Ever since I was a little girl, I’ve hated thunderstorms. Dreaded them, actually.
I would always anxiously await their ending. I remember on more than one occasion trying to hurry to bed when I knew one was rolling in at night, hoping that maybe, just maybe, I’d sleep through it.
And if that didn’t work, well I knew sleep wasn’t gonna happen at all until it was over. So instead, I’d rush to the basement, turn on a movie and try to drown out the cracks of thunder that would scare me every time.
I’d like to say that I’ve grown out of this childhood fear. However, the recent storm in Winnipeg, just last Wednesday, reminded me again, just why I am not such a fan of storms.
You see, this time I heard a crack of thunder like I’ve never heard before. My husband and I both commented on it – he with amazement and me with terror. -We then thought nothing of it, until I braved a look out my patio door to see this….
Lightning had struck a tree in our yard, leaving us with a massive tree on the ground.
Let’s just say that this was more confirmation for me that I don’t like thunderstorms. 🙂
But it got me ponderin’ about why I dislike them so.
For starters, they’re mighty and powerful and completely unpredictable.

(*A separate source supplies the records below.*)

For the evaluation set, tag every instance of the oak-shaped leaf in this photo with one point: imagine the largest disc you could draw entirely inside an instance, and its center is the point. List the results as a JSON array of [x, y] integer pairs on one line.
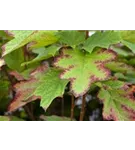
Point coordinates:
[[25, 89], [83, 68], [118, 100], [34, 39], [51, 86], [102, 40], [44, 84]]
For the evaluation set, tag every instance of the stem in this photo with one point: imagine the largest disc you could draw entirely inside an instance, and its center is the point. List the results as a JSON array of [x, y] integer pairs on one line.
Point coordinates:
[[82, 113], [29, 107], [83, 108], [72, 107]]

That terrifies me because I don’t feel safe in them.
But even more so, in the midst of them, I hate that I have no control over what they’ll do, how strong they’ll be or how long they’ll last.
Whatever they’re gonna do, they’re gonna do.

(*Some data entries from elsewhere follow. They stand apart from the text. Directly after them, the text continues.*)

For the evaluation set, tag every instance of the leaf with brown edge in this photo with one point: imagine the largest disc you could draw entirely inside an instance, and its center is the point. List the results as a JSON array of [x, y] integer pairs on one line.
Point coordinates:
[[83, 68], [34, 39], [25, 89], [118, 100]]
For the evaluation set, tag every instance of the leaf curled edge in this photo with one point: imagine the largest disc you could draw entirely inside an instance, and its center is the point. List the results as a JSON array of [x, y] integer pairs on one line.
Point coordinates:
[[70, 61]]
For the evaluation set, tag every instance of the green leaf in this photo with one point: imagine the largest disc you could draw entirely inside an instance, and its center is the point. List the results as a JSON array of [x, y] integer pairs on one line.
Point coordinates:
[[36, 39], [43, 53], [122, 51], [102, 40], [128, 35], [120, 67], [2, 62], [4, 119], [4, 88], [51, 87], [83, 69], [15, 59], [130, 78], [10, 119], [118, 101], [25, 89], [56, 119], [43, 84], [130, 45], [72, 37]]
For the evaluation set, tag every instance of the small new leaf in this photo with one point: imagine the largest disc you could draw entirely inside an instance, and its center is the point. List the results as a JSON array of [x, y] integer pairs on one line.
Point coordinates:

So it’s really that control thing that gets to me….
Ah yes, there’s that word I’m so familiar with. Control. I like to be in control, to know what’s happening, how it will go, and how it will turn out. And, wouldn’t it be nice if life happened that way all the time?!
Instead, it seems life comes to us like thunderstorms sometimes. We can be going along just fine when suddenly we’re in the midst of a storm.

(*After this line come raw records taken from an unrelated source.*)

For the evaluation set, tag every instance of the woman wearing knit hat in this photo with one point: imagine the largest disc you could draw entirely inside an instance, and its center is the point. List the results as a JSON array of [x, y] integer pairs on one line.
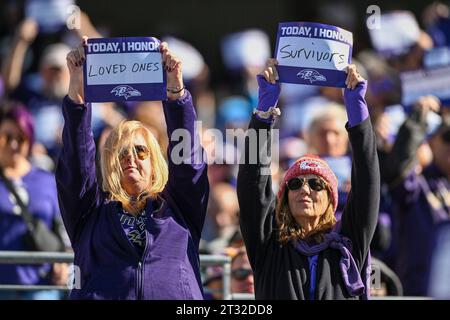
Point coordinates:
[[296, 247]]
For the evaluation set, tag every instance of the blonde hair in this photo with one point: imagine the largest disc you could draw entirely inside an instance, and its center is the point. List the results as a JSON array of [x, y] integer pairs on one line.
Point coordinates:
[[122, 137], [289, 229]]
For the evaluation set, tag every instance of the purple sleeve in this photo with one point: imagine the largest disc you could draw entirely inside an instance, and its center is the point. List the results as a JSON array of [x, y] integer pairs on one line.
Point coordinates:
[[268, 95], [355, 104], [188, 179], [75, 173]]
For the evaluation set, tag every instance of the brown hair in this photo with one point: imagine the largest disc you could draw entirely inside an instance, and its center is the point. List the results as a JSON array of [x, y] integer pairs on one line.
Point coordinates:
[[289, 229]]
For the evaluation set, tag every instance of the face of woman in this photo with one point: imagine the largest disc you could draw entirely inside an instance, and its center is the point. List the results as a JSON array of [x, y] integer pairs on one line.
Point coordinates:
[[13, 143], [136, 166], [306, 203]]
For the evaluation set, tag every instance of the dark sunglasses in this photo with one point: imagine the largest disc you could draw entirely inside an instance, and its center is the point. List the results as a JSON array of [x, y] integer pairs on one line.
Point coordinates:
[[142, 152], [315, 184], [241, 274], [10, 137]]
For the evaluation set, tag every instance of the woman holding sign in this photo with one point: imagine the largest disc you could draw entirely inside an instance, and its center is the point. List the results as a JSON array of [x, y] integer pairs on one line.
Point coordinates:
[[136, 236], [296, 248]]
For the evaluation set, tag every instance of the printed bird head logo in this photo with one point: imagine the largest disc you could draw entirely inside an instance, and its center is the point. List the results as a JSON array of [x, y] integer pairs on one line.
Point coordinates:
[[125, 91], [311, 75]]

Turmoil, drama, devastation, fear.
And, even if we knew that it was coming, we never quite know how it’s gonna play out. Sometimes the storm changes direction and never comes. Other times, the storm rages and leaves its mark on our life.
This storm got me thinking about how much I hate giving up control and letting change happen.
And maybe that’s kinda what coming to therapy can feel like.
We may know a storm is coming, or we might be in the midst of one already and can’t seem to find our way out of it. Coming to therapy can feel like we’re facing the storm in front of us and we don’t know what’s gonna happen. We might be surprised and the storm isn’t as bad as we thought it might be. But it’s often terrifying to figure this out because we don’t know how the ending is going to look or how our movement toward change is going to happen. But maybe, giving up control is precisely what is needed for us to experience the change we need.
The irony of the tree coming down was that just a few days earlier my husband and I had been commenting that perhaps someday we’ll need to cut down a tree in our yard to allow for more sunlight on our patio.
As we spoke about this, neither of us had any idea this would become a reality so soon. And while this wasn’t quite what we had in mind for how we’d make this happen, in some small way, maybe this is how change happens sometimes.
We know it needs to happen, but the process of getting there can be hard and scary, and the result unknown. But maybe, if we allow ourselves to let go of control, we’ll experience the calm after the storm.
I can say with certainty we’re definitely getting that extra sunlight on our patio now… And wouldn’t we all like a little more light in our lives?